I due centrali Casale-Romagnoli (tra i grandi segreti della Lazio, miglior difesa della Serie A) hanno coperto preventivamente un goffo Vlahovic (altra prestazione indecifrabile), e Di Maria – il migliore per distacco nella Juventus – quando aveva spazio non sempre riusciva a trovare nei tempi e nei modi corretti le uscite pulite sull’esterno e i filtranti arditi all’interno. Nel frattempo la Lazio iniziava a creare: prima Immobile con un destro al volo di pregevole qualità (attento Szczesny), poi Milinkovic con una serpentina in mezzo a tre maglie bianconere (decisivo Bremer sul più bello). Ma la Lazio cresceva, e finalmente sbloccava l’incontro grazie a un gol proprio di Milinkovic-Savic, furbo nel giocare con la manina destra sul leggerissimo Alex Sandro, forse ancora con la mente al carnevale di Rio.

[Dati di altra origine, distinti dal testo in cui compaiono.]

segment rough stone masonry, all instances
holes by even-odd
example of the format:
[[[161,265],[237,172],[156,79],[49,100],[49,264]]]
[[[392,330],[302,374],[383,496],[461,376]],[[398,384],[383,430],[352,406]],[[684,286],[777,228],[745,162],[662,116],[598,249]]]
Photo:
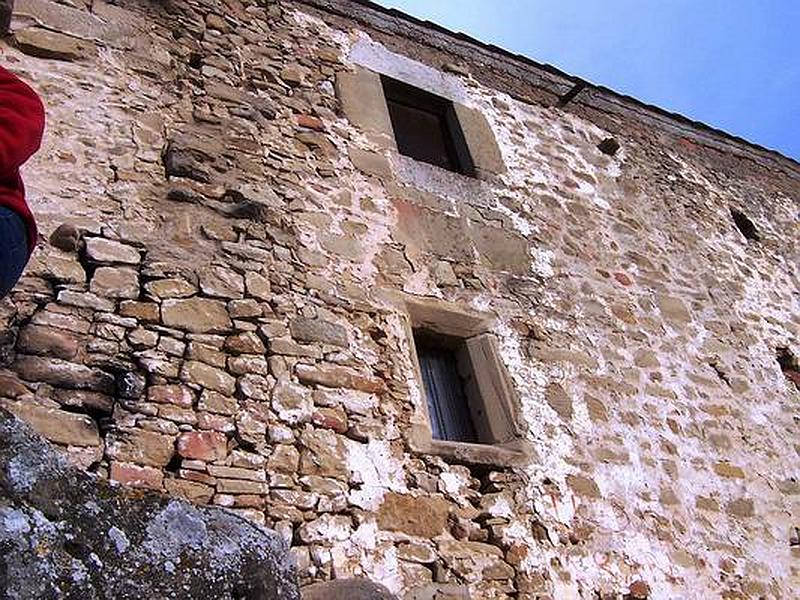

Convinta di aver subito un torto, la Juventus si riversava con rabbia centuplicata nella metà campo biancoceleste, trovando il gol da corner al primo vero affondo della sua partita. A segnare, quel Cavallo Pazzo ad oggi miglior centrocampista della Serie A per temperamento e qualità. Finiva così un primo tempo anni Novanta. La Lazio sentiva di aver perso una grande occasione, la Juventus sapeva di dover scendere in campo diversamente nella ripresa per ammazzare l’incontro.
Ma quando la rabbia si condensa e i tacchetti affondano sul prato verde, la Poesia richiede il proprio spazio.
Allora Luis Alberto, al termine di un’azione travolgente della Lazio in pieno stile sarrista, anziché calciare tutto solo sul dischetto dell’area di rigore decideva di entrare nella storia regalando all’occorrente Zaccagni, invisibile dalla sua prospettiva girata di spalle, un pallone d’oro con un colpo di tacco dionisiaco. «Se non lo avesse segnato, lo avrei ammazzato», ha detto a Sky Sport lo spagnolo nel post-partita. Luis Alberto, che era già forte prima, con Sarri è diventato un giocatore straordinario: bravo in fase difensiva, determinato sui contrasti e decisivo sempre in fase offensiva – dove ha aggiunto, ad una leggerezza innata, una concretezza che forse neanche lui sapeva di possedere.
Da lì in poi, Eupalla avrebbe fatto qualunque cosa per impedire alla Juventus di segnare. Ma la Vecchia Signora avrebbe fatto poco, pochissimo, per contraddire il destino delle cose. Che oggi, come da un po’ di tempo a questa parte, ha detto ‘Lazio’. La squadra di Sarri ha sconfitto i propri demoni: ha vinto cioè per la prima volta, da quando l’allenatore toscano la allena, tre partite di fila in tutte le competizioni. Con questa, fanno sei vittorie (Salernitana, Sampdoria, Napoli, Roma e Juventus) nelle ultime sette (unico pareggio a Bologna, contro una delle squadre più in forma del campionato). Secondo posto, ottenuto con merito, a +5 dalla terza e a +7 dalla quinta (l’Inter dell’ex Simone Inzaghi). Qualcosa è scattato nella testa dei ragazzi di Sarri: il famoso germe di cui si parlava dopo la rovinosa sconfitta col Midtjylland, l’annoso problema della ‘cilindrata mentale’ è diventato uno stimolo per migliorarsi partita dopo partita. La riprova è sempre di là (Spezia) da venire: ma intanto il campo sta parlando con una chiarezza inequivocabile.